Here again Mick Harris has suggested a cure. (See Fig. 3). He has removed all upthrust from his model with encouraging results (I think it's upthrust - anyone care to analyse the force set-up on this model?). It does involve a fair amount of cutting and.drilling. however.

The problem here, of course, lies in the differing power requirements for this type of model. During spin-up and take-off, the motor is turning a high pitch prop (11" x 7.5"), and a 63" diameter rotor, so lots of power is required. Once airborne with the rotors freewheeling, the model is drastically overpowered and will fly happily on 1/3 power (Super Tigre G60 'Bluehead'). Flight speed is quite modest with the rotors turning much more slowly than the average model helicopter, which produces great realism. In fact, the appearance in the air makes it all worthwhile!

Don't be misled into thinking that a finer pitch prop would produce better results, however, it does not! Similarly, don't consider using a high performance 60 in the model. What is needed is a high torque 'slogging' motor with a good tick-over.

This is where that good tick-over is needed since you cannot simpy close the throttle and glide down to a power off landing. Therfore, most of the flying is carried out between half throttle and a point above the tick-over which gives a reasonable descent angle. Some sort of differential throttle linkage is an advantage here (Fig. 4) or a helicopter radio with ajustable throttle response.

Having started your approach, you will find the throttle has to be almost fully closed before the model will begin the lose height and you may find it necessary to do another circuit while you get the hang of it. However, you must keep enough power on to ensure that the model keeps moving forward and be careful with the up elevator to avoid a zoom. As you approach the ground, start feeding in up and apply a little power to maintain speed. If you get it right (I did once!), The model should touch down slightly nose high with full-up elevator applied. Close the throttle immediately and the landing roll should be negligible.

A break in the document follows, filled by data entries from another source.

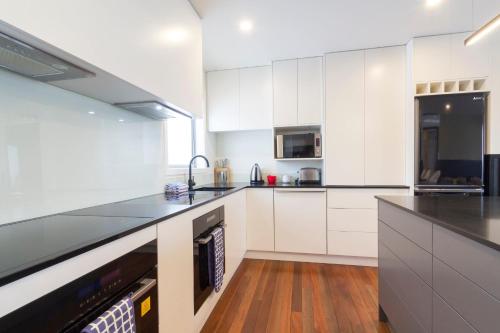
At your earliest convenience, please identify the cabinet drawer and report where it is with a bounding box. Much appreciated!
[432,293,477,333]
[328,208,377,232]
[378,201,432,253]
[379,278,431,333]
[328,231,378,258]
[433,260,500,333]
[433,225,500,300]
[328,188,408,209]
[379,243,432,332]
[378,221,432,286]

It is not advisable to taxi the model on anything other than smooth ground or in very light winds.

If you land in the manner just described, don't be tempted to do a touch and go since the rotor rpm will be low and a very long take-off run will be required. It is possible to overshoot and go round again from the landing approach but do not just open the throttle and expect to resume flying. The rotor revs may be lower than the take-off speed and the freewheel on the spin-up mechanism may re-engage and convert your Autogyro into a helicopter. If you are very quick with the rudder (and everything elsel), you might make it, but rather you than me.

In this situation, open the throttle gradually and smoothly, and all should be well.

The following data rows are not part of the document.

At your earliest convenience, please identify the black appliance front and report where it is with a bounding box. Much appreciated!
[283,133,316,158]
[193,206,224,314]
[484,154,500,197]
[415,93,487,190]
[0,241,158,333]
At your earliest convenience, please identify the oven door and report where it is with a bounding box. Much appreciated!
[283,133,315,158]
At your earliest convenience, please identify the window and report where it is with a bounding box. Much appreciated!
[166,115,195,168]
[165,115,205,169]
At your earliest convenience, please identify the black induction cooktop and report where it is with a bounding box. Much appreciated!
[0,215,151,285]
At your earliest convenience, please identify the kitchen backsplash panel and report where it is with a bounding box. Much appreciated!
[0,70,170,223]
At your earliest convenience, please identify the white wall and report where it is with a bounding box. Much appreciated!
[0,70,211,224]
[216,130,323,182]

The tail tilts to one side for starting and clearance is a little marginal for application of a starter (more so if flick starting). Elongating the slot in the tail boom helps a lot.

I have heard from at least two sources that some negative incidence on the rotor blades helps the take-off. I tried 1/2 degree negative with some improvement, but more than this will almost certainly cause a rolling effect in forward flight, so proceed with caution.

If, like me, you view the Velcro attachment of the pilot with suspicion, use servo tape to attach him to the nacelle top and Velcro to hold him to the bulkhead. A lump of balsa through the neck helps to stop him loosing his head in a crisis.

Attach the release loop and stake the model to the ground before starting the engine. You have more than enough to do afterwards.

Run up the motor and check that all is well without the main rotor fitted. Clutch operation can be checked in this condition and you are more likely to remember that the propeller is between you and the needle valve.

Rotor rpm prior to release is approximately 500 rpm on the review model.

Please remember that you have a 60 motor turning a hefty propeller right in the middle of your model. If you are careless when adjusting the needle, your fingers will contact the front of the propeller, not the rear as is usually the case.

When the motor is running, return the tail to an upright position carefully and tighten the clamp screw slowly and methodically, remembering that you are inches away from the propeller.

If in any doubt about anything, stop the motor before proceeding further.